Aujourd’hui, des chercheurs de l’université Northwestern (Illinois) affirment donc qu’il est possible de mesurer des ondes gravitationnelles provenant d’une source unique et non binaire : les « cocons » de débris entourant les étoiles massives mourantes.
Selon Ore Gottlieb, auteur principal de l’étude :
À ce jour, LIGO n’a détecté que des ondes gravitationnelles provenant de systèmes binaires, mais un jour, il détectera la première source non binaire d’ondes gravitationnelles. Les cocons sont l’un des premiers endroits où nous devrions chercher ce type de source.
Une supernova à effondrement de cœur est une étoile massive qui a subi un effondrement gravitationnel et qui se trouve dans les derniers stades de sa vie. Son effondrement est associé à des sursauts gamma de longue durée qui se manifestent sous la forme de jets énergétiques, lesquels provoquent la formation d’un cocon en forme de sablier par les matériaux stellaires lorsqu’ils sont expulsés de l’étoile.
Toujours selon Gottlieb :
Un jet prend naissance au plus profond de l’étoile et se fraye un chemin vers l’extérieur pour s’échapper. C’est comme lorsqu’on perce un trou dans un mur. Le foret en rotation frappe le mur et des débris s’en échappent. Le foret donne de l’énergie à ce matériau. De la même manière, le jet perfore l’étoile, ce qui a pour effet de chauffer la matière de l’étoile et de la faire jaillir. Ces débris forment les couches chaudes d’un cocon.
Les chercheurs ont utilisé des simulations pour modéliser l’effondrement d’une étoile massive, depuis le moment où celle-ci se transforme en trou noir jusqu’à celui où le jet s’échappe. Pour la première fois, ils ont démontré qu’un cocon pouvait émettre des ondes gravitationnelles détectables. Selon les chercheurs, c’est préférable à la recherche d’ondes gravitationnelles provenant de sursauts gamma ou de supernovae, qui se produisent à une fréquence que LIGO pourrait ne pas être en mesure de détecter.
Selon Gottlieb :
Les supernovae sont plutôt sphériques et symétriques, de sorte que les explosions sphériques ne modifient pas la distribution équilibrée de la masse dans l’étoile pour émettre des ondes gravitationnelles. Les sursauts gamma durent des dizaines de secondes, leur fréquence est donc très faible, inférieure à la bande de fréquence à laquelle LIGO est sensible.

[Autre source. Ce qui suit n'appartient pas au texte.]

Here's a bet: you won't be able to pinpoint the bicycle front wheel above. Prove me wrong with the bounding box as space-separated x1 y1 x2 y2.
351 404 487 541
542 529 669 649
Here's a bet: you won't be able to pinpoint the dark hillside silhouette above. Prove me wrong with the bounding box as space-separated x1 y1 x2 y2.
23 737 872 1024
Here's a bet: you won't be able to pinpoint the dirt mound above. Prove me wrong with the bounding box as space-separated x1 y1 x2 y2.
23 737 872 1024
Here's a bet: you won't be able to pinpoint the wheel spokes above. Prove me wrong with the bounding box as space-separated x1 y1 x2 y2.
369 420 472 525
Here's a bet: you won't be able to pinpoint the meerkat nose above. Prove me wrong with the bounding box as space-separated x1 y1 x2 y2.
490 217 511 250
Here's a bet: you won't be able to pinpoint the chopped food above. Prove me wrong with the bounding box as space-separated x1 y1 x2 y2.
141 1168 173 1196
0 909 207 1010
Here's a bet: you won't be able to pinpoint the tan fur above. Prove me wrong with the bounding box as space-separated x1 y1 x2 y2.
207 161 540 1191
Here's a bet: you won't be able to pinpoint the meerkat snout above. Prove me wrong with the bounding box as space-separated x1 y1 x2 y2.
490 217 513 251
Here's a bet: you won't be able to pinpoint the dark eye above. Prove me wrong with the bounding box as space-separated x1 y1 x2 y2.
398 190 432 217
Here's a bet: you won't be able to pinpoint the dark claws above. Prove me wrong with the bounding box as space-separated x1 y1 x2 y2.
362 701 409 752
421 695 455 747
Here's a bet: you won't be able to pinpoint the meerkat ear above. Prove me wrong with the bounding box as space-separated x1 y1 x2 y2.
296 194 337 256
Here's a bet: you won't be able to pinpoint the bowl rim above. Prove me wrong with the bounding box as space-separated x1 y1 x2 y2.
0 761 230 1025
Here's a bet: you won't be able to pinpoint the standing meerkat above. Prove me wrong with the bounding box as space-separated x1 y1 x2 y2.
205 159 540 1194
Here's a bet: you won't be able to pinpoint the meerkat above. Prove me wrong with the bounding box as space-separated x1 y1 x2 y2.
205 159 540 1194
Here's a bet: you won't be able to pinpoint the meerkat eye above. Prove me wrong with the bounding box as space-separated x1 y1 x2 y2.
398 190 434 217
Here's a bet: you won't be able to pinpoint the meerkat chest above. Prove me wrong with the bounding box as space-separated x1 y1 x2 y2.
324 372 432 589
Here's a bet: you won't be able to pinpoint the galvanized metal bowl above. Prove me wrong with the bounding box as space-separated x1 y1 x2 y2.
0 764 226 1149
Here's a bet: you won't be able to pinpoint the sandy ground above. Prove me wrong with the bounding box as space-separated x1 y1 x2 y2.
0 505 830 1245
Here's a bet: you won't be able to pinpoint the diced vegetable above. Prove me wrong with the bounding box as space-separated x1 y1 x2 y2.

En revanche, les cocons sont asymétriques et très énergétiques, ce qui, selon les chercheurs, devrait permettre à LIGO de les détecter. De plus, ils sont susceptibles de fournir des informations complémentaires.
Notre étude est un appel à l’action lancé à la communauté pour qu’elle considère les cocons comme une source d’ondes gravitationnelles. Nous savons également que les cocons émettent des radiations électromagnétiques, et qu’ils pourraient donc être des événements multi-messagers. En les étudiant, nous pourrions en apprendre davantage sur ce qui se passe dans la partie la plus interne des étoiles, sur les propriétés des jets et sur leur prévalence dans les explosions stellaires.
L’étude disponible en prépublication dans ArXiv : Jetted and Turbulent Stellar Deaths: New LVK-Detectable Gravitational Wave Sources et présentée sur le site de l’Université Northwestern : Dying stars’ cocoons could be new source of gravitational waves.